I have a kernel called TraceRays:

__global__ void TraceRays(const Camera* cam, const Sphere* shape, Color* result, unsigned width) {
	const unsigned x = blockIdx.x * blockDim.x + threadIdx.x;
	const unsigned y = blockIdx.y * blockDim.y + threadIdx.y;
	const unsigned i = y*width + x;
	const Ray ray = cam->GetRay(x, y);

	Point p = ray(0.5f);

	result[i] = Color();
	float t;
	if (shape->Intersect(ray, t))
		result[i] = Color(0.f, 1.f, 0.f);

NSight’s memory checker tells me that I specify an invalid address on load, at the “if (shape->Intersect(ray, t))” line. However, checking the values with the debugger shows that shape has the correct position and radius.

This is how I allocate them:

Camera* cam = new Camera(...);
Sphere* sphere = new Sphere(Point(0.f, 0.f, 0.f), 2.f);
Camera* d_cam; cudaMalloc(&d_cam, sizeof(Camera));
Sphere* d_sphere; cudaMalloc(&d_sphere, sizeof(Sphere));

cudaMemcpy(d_cam, cam, sizeof(Camera), cudaMemcpyHostToDevice);
cudaMemcpy(d_sphere, sphere, sizeof(Sphere), cudaMemcpyHostToDevice);

To see if it might be that, somehow, it will not call methods of objects on the device, I added that “Point p = ray(0.5f);” line. This seems to be working just fine.

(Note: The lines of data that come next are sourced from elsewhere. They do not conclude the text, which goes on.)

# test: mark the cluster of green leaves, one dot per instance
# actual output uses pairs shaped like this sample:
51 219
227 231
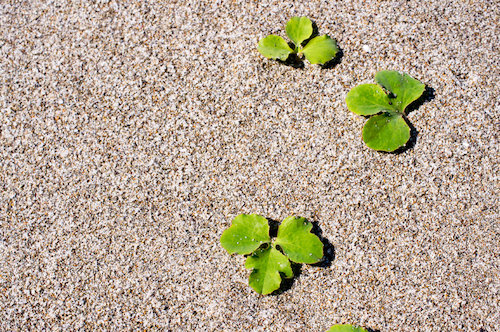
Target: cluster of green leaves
387 129
318 50
346 328
269 258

This is how my classes are declared:

class Sphere : public Shape {
	Point c;
	float r;

	Sphere(const Point& c, float r);

	__host__ __device__ bool	Intersect(const Ray& ray, float& t) const;
	__host__ __device__ Vector	GetNormal(const Point& p) const;
class Ray {
	Point		o;
	Vector		d;

	float		mint;
	float		maxt;

	__host__ __device__ Ray(const Point& o, const Vector& d, float mint = 1e-6f, float maxt = INFINITY);
	__host__ __device__ Point		operator()(float t) const;

These are the error messages:

CUDA context created : 042e3c70
CUDA module loaded:   05516e38 C:/Users/Arjan/documents/visual studio 2012/Projects/CUDATest/CUDATest/
CUDA Debugger detected HW exception on 2 warps.  First warp:
blockIdx = {0,0,0}
threadIdx = {0,0,0}
Exception = Out of range Address
PC = 0x0004e858
FunctionRelativePC = 0x00000398

CUDA context created : 00513c70
CUDA module loaded:   05226e38 C:/Users/Arjan/documents/visual studio 2012/Projects/CUDATest/CUDATest/
CUDA Memory Checker detected 128 threads caused an access violation:
Launch Parameters
    CUcontext    = 00513c70
    CUstream     = 0519af40
    CUmodule     = 05226e38
    CUfunction   = 052b6120
    FunctionName = _Z9TraceRaysPK6CameraPK5ShapeP5Colorj
    GridId       = 6
    gridDim      = {128,96,1}
    blockDim     = {8,8,1}
    sharedSize   = 256
        cam = 0x40b80000  {}
        shape = 0x40b80200  {__vptr = 0x013e834c  ???}
        result = 0x40c80000  {r = 0, g = 0, b = 0}
        width = 1024
    Parameters (raw):
         0x40b80000 0x40b80200 0x40c80000 0x00000400

Does anybody know why I get these invalid address on load errors? Am I incorrectly allocating memory for the Sphere object?

Thank you in advance!

The problem is that you are creating the Sphere object on the host, and then trying to copy it to do the device.

new Sphere(Point(0.f, 0.f, 0.f), 2.f);

You need to create it explicitly on the device (launch a kernel that calls new).

It fails because Sphere is a virtual class, and the host compiler implements this by embedding a pointer
to a host function in the Sphere object (__vptr in the memory checker trace). When you copy the Sphere
to the device, the pointer gets copied over. When you try to call the Intersect method on the Sphere it
tries to access the host point, which fails because it is a host pointer.

If you created the Sphere on the device, the embedded pointer would be allocated on the device and
it would work.